溺れるほど甘い、でも狂った溺愛


「まあ……そうです」

「ちょ、ちょっと……!」


わたしが慌てるのもお構いなしに、煌はさらりと答えてしまう。

篠原さんは目を丸くしたあと、にやりと笑った。


「やっぱり。なんだか顔つきが変わった気がしましたよ。よかったですね」

「ありがとうございます」


顔が熱くなるのを誤魔化すように、わたしはお菓子の皿を持って立ち上がった。


「よかったら、これ……焼き立てなんです。
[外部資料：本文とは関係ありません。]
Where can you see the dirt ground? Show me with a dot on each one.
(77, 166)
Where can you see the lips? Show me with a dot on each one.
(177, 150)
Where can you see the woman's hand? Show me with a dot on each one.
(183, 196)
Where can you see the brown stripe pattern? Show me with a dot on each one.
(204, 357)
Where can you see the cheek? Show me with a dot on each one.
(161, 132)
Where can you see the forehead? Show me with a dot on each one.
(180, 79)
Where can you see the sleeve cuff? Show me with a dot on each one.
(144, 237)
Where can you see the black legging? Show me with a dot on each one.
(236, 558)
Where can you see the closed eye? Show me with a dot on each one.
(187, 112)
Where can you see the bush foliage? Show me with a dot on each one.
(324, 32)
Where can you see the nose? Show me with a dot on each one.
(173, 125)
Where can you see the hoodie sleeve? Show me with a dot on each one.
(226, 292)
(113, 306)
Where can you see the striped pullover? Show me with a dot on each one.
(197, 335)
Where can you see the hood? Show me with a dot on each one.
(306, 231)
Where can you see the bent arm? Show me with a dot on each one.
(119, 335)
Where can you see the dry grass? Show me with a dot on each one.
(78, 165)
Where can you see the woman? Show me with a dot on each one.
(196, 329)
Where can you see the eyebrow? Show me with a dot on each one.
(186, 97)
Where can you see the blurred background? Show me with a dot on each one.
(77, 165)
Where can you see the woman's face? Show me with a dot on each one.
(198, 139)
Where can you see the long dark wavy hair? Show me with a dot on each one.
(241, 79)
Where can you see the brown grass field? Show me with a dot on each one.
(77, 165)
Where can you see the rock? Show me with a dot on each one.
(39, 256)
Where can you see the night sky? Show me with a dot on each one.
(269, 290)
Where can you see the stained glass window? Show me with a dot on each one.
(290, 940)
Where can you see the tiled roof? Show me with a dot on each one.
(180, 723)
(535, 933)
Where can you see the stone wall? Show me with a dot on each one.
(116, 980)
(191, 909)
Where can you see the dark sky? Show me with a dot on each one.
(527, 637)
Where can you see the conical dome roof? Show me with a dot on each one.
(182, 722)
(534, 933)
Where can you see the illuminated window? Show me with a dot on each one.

どうぞ」

「お、いただきます。いい香りだ」


篠原さんが手を伸ばした、そのとき――


「……ちょっと待ってください」


煌がすっと間に入った。


「篠原さんに、真白のお菓子はあげません」

「え?」

「真白が作るお菓子は、僕だけのものです。他の男に食べさせたくない」

「……ちょ、煌っ!」


思わず声を上げたが、彼はまったく悪びれない。

むしろ楽しそうにわたしを引き寄せる。


「こういうところ、独占欲強いんですよね」


と篠原さんが苦笑する。


「知ってます。だから、見ないでください」


煌はわたしを後ろから抱きしめ、その肩に顔をうずめた。